A few hours after the fatal shooting in San José, California Governor Gavin Newsom said on Wednesday what many Americans thought: “What the hell is wrong with the United States?

When do we lay down our arms, leave politics, lame rhetoric, finger pointing and hand rings behind us?

All of this brings nothing but more anger and frustration - over and over again. "

Samuel Cassidy, a 57-year-old mechanic, carried out one of the most devastating attacks in northern California in decades on Wednesday morning. As the door camera of a neighbor in South San José showed, the employee of the Santa Clara Valley Transportation Authority (VAT) got into his car at around 6:00 am with a black travel bag. Half an hour later, Cassidy fired at his colleagues in the transport company's train depot. Eight people died and one more died hours later in hospital from injuries. As the sheriff of Santa Clara confirmed, the gunman turned the gun on himself after the massacre. Cassidy seemed to have planned that May 26 would be the anniversary of his death. Before he left the quiet residential area in San José that morning,He set fire to his house 75 kilometers southeast of San Francisco.

According to the Gun Violence Archive organization, which collects data on gun crimes in America, the attack on the train depot is one of more than 200 mass shootings in 2021. For the month of May alone, 60 shootings with more than four fatalities have been recorded so far. In a speech addressing the crime in San José on Wednesday, President Joe Biden recalled the attack on a supermarket in Atlanta, Georgia, where a gunman killed eight people, six of them Asian, in a rampage in several massage parlors in late March in Boulder, Colorado a few days later, at Rock Hill (South Carolina), where six members of a family, including two children, were shot in early April, and the attack on a mail distribution station in Indianapolis, Indiana a week later. "It's enough",said Biden and had the flag raised to half-mast one more time.
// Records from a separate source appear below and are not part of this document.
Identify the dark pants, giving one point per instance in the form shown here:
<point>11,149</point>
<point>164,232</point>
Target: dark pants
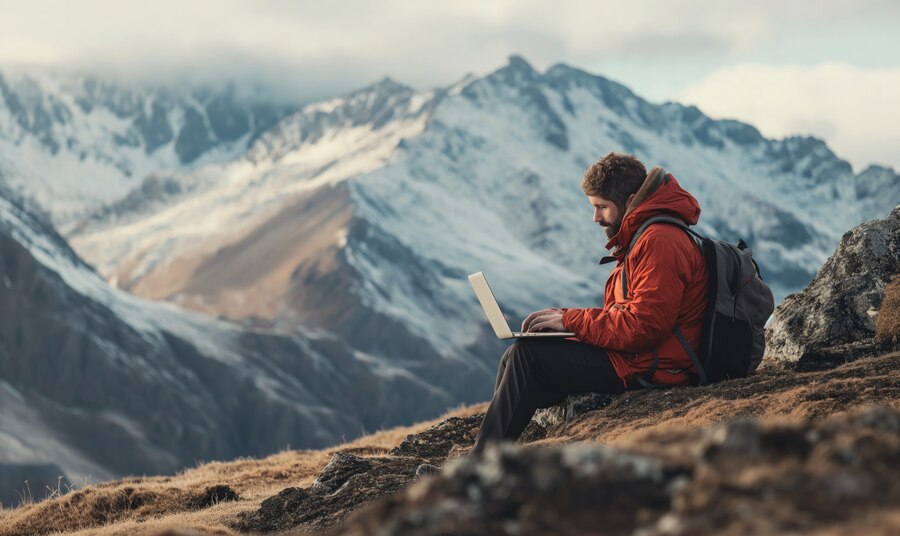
<point>539,373</point>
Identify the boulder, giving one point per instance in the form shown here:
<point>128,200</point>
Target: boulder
<point>740,477</point>
<point>832,320</point>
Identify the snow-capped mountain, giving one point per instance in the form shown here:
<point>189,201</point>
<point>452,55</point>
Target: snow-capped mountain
<point>339,236</point>
<point>74,143</point>
<point>363,214</point>
<point>96,383</point>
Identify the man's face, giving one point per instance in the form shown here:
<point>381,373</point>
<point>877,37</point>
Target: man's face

At the same time, the Senate heard the hearing of David Chipman, the president's preferred candidate for the office of head of the Federal Police Bureau of Alcohol, Tobacco, Firearms and Explosives (ATF). Biden chose Chipman because he is an advocate of gun crime prevention, including banning civilians from assault rifles. Although Congress approved the position of ATF head in 2006, it had remained vacant time and again in recent years - allegedly also under pressure from the National Rifle Association (NRA).